For that, looking at that girl there in the distance, we are going to make the changes and adjustments that we have been discussing and agreeing on together in these years, and that we have already consulted with all the Zapatista peoples.
If someone thinks that we are going to receive a prize, or a statue, or a museum, or some golden letters in history, or payment, or gratitude; well, it’s time for him to look elsewhere. Because the only thing we are going to receive is that, when we are about to die, we will be able to say “I did my part” and know that it is not a lie.
Subcomandante Insurgente Moisés remained silent, as if waiting for someone to walk out. Nobody did. They continued discussing, contributing, planning. Lunch time arrived and they came to ask when they were going to stop to rest.
Subcomandante Insurgente Moisés answered: “After a while, within 120 years.”
I’m going to be honest with you, as usual. I, the captain, can dream of that moment when a girl is born without fear, that she is free and that she takes responsibility for what she does and what she does not do. I can also imagine it. I could even write a short story or a tale about it. But these women and men that I have in front of me and by my side, Zapatista indigenous people all of Mayan roots, my bosses, do not dream or imagine that girl. They see her, they look at her. And they know what they have to do so that that girl is born, walks, plays, learns and grows in another world… in 120 years.

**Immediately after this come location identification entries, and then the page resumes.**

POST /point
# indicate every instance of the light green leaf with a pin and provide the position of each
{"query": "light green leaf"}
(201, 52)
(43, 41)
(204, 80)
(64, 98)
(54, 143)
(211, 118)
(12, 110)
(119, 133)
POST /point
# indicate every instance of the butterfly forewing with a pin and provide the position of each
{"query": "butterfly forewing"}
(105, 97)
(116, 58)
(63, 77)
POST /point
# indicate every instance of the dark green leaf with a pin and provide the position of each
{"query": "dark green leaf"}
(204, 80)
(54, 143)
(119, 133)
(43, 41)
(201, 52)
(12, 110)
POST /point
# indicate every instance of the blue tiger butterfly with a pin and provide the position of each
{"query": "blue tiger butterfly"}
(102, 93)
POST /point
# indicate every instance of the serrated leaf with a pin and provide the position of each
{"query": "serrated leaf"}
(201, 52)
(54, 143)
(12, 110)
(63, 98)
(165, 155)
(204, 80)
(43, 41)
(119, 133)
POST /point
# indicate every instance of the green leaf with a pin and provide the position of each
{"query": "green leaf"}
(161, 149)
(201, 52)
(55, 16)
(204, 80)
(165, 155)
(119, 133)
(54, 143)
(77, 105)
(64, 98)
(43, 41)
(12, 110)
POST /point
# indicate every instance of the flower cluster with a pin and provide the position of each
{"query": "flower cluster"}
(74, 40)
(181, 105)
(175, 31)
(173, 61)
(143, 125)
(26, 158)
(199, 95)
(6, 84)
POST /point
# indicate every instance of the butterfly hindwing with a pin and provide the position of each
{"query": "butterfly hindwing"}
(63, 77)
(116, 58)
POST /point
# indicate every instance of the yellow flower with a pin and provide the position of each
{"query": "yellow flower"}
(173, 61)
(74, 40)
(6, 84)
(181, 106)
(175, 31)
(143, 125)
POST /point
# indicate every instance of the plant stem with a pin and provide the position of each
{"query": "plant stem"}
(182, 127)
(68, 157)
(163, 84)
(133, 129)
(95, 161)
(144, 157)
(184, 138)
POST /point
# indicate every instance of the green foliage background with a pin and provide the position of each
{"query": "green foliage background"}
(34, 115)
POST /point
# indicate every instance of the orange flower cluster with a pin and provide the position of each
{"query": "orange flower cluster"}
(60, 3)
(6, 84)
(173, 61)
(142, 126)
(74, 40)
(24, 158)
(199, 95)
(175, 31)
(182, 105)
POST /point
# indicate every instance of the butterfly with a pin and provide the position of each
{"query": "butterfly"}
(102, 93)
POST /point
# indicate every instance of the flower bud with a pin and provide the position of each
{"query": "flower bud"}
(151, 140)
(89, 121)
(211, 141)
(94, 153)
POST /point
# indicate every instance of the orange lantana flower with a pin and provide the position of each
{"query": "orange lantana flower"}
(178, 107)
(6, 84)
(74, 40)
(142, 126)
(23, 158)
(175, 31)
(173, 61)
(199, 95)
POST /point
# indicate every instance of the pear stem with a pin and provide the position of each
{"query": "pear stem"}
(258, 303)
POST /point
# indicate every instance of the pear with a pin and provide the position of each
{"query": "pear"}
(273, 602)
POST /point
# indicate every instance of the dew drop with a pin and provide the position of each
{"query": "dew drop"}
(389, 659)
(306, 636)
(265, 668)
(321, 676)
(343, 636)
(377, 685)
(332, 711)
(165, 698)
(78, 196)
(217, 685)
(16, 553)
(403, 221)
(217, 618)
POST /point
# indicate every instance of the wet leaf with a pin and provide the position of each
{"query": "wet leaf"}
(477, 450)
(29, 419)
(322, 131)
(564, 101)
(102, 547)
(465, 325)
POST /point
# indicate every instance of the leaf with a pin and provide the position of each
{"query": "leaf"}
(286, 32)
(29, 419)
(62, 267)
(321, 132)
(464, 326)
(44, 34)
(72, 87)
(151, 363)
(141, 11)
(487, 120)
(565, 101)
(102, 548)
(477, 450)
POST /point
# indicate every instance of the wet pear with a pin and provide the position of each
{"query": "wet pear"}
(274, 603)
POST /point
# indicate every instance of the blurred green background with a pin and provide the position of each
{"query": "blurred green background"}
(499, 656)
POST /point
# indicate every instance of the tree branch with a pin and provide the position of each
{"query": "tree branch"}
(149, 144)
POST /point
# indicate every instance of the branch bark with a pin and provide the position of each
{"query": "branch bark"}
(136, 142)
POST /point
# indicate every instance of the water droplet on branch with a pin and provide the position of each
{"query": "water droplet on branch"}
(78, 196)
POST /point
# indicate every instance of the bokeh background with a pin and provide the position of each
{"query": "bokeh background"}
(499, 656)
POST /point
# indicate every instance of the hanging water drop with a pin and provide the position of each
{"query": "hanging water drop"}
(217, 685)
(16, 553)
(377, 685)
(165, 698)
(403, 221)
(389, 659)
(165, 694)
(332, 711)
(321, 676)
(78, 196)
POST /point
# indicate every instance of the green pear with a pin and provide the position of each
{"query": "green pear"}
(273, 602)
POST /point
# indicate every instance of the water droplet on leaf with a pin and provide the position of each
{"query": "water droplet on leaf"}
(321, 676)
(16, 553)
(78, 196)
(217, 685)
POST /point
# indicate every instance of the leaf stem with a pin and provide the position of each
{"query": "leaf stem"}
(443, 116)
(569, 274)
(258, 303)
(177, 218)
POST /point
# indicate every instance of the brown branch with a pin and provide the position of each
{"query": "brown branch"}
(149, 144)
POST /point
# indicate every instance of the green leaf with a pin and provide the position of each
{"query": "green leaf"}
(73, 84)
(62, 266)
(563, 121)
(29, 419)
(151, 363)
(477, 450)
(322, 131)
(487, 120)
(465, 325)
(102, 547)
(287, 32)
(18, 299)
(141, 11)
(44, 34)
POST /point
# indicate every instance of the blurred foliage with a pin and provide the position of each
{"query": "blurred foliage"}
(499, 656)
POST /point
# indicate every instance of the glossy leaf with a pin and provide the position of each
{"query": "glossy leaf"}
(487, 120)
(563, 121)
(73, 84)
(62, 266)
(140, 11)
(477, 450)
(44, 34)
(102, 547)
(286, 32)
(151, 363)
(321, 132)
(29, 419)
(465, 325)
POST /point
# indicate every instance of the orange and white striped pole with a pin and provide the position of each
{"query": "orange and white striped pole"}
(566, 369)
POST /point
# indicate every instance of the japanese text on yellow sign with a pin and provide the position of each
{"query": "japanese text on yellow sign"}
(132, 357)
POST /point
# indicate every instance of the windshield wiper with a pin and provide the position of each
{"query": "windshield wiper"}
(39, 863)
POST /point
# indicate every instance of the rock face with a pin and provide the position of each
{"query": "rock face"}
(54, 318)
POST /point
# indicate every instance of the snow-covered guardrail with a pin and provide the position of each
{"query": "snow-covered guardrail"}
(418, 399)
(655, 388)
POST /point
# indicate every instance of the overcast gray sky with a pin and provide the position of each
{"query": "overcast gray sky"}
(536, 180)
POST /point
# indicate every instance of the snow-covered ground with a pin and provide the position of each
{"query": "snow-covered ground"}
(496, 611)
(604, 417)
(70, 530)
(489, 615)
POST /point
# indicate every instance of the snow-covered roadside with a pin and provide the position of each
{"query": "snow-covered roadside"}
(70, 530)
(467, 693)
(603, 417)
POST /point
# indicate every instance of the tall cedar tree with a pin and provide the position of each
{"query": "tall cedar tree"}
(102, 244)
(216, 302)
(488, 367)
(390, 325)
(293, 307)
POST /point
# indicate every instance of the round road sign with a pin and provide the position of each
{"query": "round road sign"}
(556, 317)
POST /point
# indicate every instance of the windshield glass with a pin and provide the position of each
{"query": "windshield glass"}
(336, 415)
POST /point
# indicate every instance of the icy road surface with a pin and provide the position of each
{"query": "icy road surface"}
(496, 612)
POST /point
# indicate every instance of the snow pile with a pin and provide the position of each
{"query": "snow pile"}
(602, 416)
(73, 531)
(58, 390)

Just as clearly as when they look at the mountain. There is something in their gaze, as if they were looking beyond time and space. They look at the tortilla, the tamales and the pozol on the table. And they know that it is not for them, but for a girl who is not even in the intention of those who will be her parents, because they have not been born. Neither them, nor their parents, nor their grandparents, nor their great-grandparents, nor their great-great-grandparents, and so on up to 7 generations. Seven generations that begin to count from this Dení, the First Generation Dení.
I tell you, we are going to achieve it. It’s just that it’s going to take a little time, but not much either.
Just a little over a century.
From the mountains of the Mexican southeast.
Capitán Insurgente Marcos.
Mexico, November 2023.
P.S.- Every bomb that falls in Gaza also falls in the capitals and major cities of the world, it’s just yhat they haven’t realized it yet. From the rubble the horror of tomorrow’s war will be born.
P.S. SEVERAL WARS BEFORE (the day before, almost 120 years ago):
– “Wouldn’t it be better to declare war frankly?
The professor answered simply: -Our Government undoubtedly wants others to declare it. The role of the victim is always the most pleasant and justifies all subsequent decisions, no matter how extreme they may seem. Over there we have people who live well and do not want war. It is convenient to make them believe that it is the enemies who impose it on us, so that they feel the need to defend themselves. Only superior spirits come to the conviction that great advances are only achieved with the sword, and that war, as our great Treitschke said, is the highest form of progress.” The Four Horsemen of the Apocalypse (1916). by Vicente Blasco Ibáñez (Spain 1867-1928).